The gap is even wider at higher data rates – with 38% of exurban residents having access to 25 Mbps downstream broadband, compared with 18% of very rural residents.
“The closer a community lies to a central city, the more likely it is to have broadband at higher speeds,” the blog post notes. “This is significant because some lower-density communities are located closer to the central city of a metropolitan area and have more access to faster broadband speeds than higher-density communities that are more distant from a central city.”
The NTIA and ESA officials suggest that the report’s exploration of broadband adoption rates may help policy makers, community leaders and industry officials to “better understand future broadband infrastructure investments.”
This is the second report released by the NTIA in the last month that analyzed broadband deployment data in a highly granular manner. In mid-May the agency released a report that looked at broadband availability by technology, by state, by county and by various combinations of these factors.
Is this data really a surprise? Just take transport costs to get gigabit speeds to very rural areas into consideration and it should be obvious. It is much easier to provide higher speeds when you are closer to tier 1 POP sites.

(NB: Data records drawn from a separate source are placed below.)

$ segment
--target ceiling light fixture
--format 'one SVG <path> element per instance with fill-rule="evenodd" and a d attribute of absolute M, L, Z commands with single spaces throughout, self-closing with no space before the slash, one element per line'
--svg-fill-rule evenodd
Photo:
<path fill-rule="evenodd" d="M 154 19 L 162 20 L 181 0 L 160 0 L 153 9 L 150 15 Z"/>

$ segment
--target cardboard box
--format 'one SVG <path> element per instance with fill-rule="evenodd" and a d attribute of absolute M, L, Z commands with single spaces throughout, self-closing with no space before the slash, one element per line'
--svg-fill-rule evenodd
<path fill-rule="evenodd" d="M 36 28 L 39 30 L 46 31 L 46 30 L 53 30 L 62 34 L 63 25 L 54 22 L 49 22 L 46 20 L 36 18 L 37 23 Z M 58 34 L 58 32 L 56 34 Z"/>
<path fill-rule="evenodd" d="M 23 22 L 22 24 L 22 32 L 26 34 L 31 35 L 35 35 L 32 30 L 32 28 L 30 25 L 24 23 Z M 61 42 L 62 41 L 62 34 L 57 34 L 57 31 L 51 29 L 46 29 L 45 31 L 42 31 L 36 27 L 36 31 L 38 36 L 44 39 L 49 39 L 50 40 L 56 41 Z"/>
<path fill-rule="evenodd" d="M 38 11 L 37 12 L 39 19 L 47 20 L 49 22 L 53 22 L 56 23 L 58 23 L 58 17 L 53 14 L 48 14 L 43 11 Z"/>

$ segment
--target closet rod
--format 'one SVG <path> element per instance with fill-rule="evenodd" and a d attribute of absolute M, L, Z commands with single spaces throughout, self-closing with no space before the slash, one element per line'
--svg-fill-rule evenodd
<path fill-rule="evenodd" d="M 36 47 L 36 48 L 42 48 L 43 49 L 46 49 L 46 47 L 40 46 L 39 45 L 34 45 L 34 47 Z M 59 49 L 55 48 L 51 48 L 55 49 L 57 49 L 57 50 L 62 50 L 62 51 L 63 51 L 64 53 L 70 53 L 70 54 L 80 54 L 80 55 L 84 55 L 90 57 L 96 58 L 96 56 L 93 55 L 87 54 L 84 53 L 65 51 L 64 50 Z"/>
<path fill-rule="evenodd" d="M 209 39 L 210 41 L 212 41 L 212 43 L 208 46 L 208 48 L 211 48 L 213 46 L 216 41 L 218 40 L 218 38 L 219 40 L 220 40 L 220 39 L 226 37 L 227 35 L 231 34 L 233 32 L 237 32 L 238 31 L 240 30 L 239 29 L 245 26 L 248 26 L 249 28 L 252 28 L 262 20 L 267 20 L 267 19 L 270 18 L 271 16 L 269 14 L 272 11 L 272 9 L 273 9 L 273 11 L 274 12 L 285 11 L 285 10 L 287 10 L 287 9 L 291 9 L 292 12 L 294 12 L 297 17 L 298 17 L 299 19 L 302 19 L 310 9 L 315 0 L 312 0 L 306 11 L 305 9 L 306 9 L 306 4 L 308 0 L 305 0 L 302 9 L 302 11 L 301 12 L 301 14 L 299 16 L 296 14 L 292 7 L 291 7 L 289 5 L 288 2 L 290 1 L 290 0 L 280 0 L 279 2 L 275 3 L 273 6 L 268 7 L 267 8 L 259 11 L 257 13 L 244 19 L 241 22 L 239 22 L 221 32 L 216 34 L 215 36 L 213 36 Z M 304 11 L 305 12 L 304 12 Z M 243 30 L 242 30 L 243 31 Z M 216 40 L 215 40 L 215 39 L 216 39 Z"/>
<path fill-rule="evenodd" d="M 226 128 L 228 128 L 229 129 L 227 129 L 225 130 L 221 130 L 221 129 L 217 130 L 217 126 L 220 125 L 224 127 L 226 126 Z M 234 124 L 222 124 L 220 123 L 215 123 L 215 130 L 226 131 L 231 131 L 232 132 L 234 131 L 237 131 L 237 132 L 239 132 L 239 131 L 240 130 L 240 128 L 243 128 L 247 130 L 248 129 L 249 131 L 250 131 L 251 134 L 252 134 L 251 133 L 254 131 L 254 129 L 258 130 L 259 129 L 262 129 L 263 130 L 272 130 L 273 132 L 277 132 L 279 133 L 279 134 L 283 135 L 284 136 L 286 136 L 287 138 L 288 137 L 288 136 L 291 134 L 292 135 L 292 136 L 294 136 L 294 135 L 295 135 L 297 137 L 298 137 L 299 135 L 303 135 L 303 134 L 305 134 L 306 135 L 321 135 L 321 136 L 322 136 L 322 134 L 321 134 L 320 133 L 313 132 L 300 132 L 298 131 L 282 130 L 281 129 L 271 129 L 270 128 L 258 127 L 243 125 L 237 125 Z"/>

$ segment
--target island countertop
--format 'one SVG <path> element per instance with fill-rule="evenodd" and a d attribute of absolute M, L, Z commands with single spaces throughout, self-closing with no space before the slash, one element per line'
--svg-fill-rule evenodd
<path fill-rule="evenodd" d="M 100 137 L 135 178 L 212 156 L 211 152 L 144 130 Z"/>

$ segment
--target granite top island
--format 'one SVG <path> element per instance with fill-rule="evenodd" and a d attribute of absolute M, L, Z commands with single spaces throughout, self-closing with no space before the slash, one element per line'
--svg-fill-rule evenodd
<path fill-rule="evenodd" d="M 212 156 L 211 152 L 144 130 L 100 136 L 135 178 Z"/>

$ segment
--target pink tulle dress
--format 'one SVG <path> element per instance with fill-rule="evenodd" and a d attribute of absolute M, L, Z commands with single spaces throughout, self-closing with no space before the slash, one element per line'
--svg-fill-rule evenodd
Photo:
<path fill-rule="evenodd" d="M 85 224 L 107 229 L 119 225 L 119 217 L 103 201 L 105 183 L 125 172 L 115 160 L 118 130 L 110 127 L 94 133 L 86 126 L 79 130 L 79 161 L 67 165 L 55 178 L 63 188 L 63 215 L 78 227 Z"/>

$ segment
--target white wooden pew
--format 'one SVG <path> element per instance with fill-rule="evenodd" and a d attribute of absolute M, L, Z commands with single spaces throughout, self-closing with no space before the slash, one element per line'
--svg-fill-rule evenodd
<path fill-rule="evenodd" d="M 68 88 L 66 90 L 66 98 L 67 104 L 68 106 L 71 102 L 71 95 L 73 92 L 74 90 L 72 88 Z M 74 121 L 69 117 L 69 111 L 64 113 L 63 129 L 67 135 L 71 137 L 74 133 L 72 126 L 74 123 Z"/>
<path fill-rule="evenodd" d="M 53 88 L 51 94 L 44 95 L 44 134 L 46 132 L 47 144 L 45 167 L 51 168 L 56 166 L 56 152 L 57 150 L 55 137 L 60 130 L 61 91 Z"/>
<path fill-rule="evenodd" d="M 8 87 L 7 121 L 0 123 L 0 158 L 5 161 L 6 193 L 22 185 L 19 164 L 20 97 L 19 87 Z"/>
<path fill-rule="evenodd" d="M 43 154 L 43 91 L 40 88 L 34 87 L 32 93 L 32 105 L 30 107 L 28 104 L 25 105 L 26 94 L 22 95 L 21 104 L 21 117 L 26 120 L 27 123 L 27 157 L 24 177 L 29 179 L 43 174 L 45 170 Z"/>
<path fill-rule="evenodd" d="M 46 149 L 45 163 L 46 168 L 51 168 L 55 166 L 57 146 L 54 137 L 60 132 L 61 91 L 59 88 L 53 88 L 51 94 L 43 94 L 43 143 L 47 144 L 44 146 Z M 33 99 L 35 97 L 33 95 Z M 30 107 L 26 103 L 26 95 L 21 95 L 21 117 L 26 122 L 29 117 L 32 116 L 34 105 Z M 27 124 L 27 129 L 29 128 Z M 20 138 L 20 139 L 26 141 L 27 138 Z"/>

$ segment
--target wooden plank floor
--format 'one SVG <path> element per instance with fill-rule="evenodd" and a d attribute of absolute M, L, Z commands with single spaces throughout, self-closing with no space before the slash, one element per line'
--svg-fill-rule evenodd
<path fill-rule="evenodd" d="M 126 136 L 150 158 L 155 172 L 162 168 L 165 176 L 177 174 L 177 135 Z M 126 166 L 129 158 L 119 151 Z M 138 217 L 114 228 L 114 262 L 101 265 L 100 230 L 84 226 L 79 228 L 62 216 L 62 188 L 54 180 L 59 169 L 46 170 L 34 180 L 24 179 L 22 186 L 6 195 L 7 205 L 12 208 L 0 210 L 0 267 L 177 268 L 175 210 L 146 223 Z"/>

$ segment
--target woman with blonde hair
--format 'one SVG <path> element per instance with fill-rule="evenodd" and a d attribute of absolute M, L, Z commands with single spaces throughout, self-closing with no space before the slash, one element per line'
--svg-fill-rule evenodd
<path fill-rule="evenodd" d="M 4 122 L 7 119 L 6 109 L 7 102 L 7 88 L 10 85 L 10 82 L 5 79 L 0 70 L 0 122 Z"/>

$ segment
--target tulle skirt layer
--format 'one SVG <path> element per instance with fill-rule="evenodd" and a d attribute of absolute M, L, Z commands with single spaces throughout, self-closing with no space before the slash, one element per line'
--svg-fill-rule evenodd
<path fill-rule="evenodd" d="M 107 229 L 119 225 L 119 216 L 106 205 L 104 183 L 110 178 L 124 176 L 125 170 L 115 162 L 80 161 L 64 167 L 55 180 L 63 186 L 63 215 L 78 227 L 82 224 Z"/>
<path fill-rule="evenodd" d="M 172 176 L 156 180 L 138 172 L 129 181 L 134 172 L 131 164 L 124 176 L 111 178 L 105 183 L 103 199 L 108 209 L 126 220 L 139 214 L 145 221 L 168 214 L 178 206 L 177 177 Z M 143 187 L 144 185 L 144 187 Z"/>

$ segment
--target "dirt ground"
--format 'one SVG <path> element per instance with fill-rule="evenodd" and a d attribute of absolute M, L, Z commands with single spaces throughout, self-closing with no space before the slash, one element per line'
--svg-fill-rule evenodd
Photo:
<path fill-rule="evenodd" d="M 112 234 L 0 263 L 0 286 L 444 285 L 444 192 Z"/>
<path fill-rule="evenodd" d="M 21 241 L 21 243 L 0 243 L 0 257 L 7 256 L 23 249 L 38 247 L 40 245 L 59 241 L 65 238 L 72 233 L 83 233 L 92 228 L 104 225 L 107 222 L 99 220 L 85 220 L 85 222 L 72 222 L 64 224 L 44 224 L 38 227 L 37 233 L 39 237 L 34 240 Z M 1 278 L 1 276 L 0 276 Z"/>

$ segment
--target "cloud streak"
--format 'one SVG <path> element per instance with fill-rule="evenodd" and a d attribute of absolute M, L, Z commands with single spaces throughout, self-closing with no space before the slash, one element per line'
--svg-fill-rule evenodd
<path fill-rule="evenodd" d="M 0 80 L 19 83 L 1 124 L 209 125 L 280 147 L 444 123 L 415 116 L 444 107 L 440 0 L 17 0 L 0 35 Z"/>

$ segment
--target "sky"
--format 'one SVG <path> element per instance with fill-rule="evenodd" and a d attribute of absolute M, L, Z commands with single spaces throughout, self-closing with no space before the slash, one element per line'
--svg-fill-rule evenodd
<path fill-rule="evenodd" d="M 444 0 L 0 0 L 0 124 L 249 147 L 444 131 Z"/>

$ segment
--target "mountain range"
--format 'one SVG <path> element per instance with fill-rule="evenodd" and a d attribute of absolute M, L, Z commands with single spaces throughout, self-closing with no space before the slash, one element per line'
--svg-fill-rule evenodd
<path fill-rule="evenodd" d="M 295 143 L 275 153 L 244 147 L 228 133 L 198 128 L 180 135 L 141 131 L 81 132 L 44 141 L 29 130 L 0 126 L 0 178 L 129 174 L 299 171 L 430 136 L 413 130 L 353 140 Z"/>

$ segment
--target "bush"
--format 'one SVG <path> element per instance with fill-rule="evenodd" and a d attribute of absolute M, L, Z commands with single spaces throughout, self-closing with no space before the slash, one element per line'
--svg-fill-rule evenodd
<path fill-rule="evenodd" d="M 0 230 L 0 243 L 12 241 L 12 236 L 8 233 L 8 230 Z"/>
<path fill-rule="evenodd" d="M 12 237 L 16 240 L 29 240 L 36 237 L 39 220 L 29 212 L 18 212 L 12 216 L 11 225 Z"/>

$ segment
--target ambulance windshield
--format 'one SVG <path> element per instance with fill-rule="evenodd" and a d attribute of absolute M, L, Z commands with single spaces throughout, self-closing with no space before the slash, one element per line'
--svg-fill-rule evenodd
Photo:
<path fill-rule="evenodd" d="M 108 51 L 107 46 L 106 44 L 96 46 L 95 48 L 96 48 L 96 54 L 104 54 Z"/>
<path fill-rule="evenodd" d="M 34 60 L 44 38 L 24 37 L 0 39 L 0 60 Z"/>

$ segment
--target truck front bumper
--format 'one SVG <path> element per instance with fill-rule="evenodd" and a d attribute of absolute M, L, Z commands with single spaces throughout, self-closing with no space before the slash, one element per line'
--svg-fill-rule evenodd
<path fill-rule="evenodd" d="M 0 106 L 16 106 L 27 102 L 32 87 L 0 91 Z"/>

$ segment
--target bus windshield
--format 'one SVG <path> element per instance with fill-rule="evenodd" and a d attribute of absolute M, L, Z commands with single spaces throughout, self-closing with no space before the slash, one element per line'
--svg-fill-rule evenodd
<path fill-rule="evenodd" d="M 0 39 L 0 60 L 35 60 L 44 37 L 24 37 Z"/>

Once the transition from copper to fiber takes place from border-to-border and coast-to-coast, speed won't be the issue. I would love to see the application developers get after the fiber broadband at the home or business to develop at least at 50% of the effectiveness of the mobile world. I would reward those companies making the transition (urban and rural) while opening up those areas without fiber to those companies adjacent to and willing to provide an upgrade. If your community is served by one of the multi-nationals with no plans for upgrade, the regulators should reissue the area's franchise to an adjacent company willing to go the extra mile. The big companies have had ample time and funding to at least make an effort to upgrade smaller communities, but the focus has always been on the metro areas.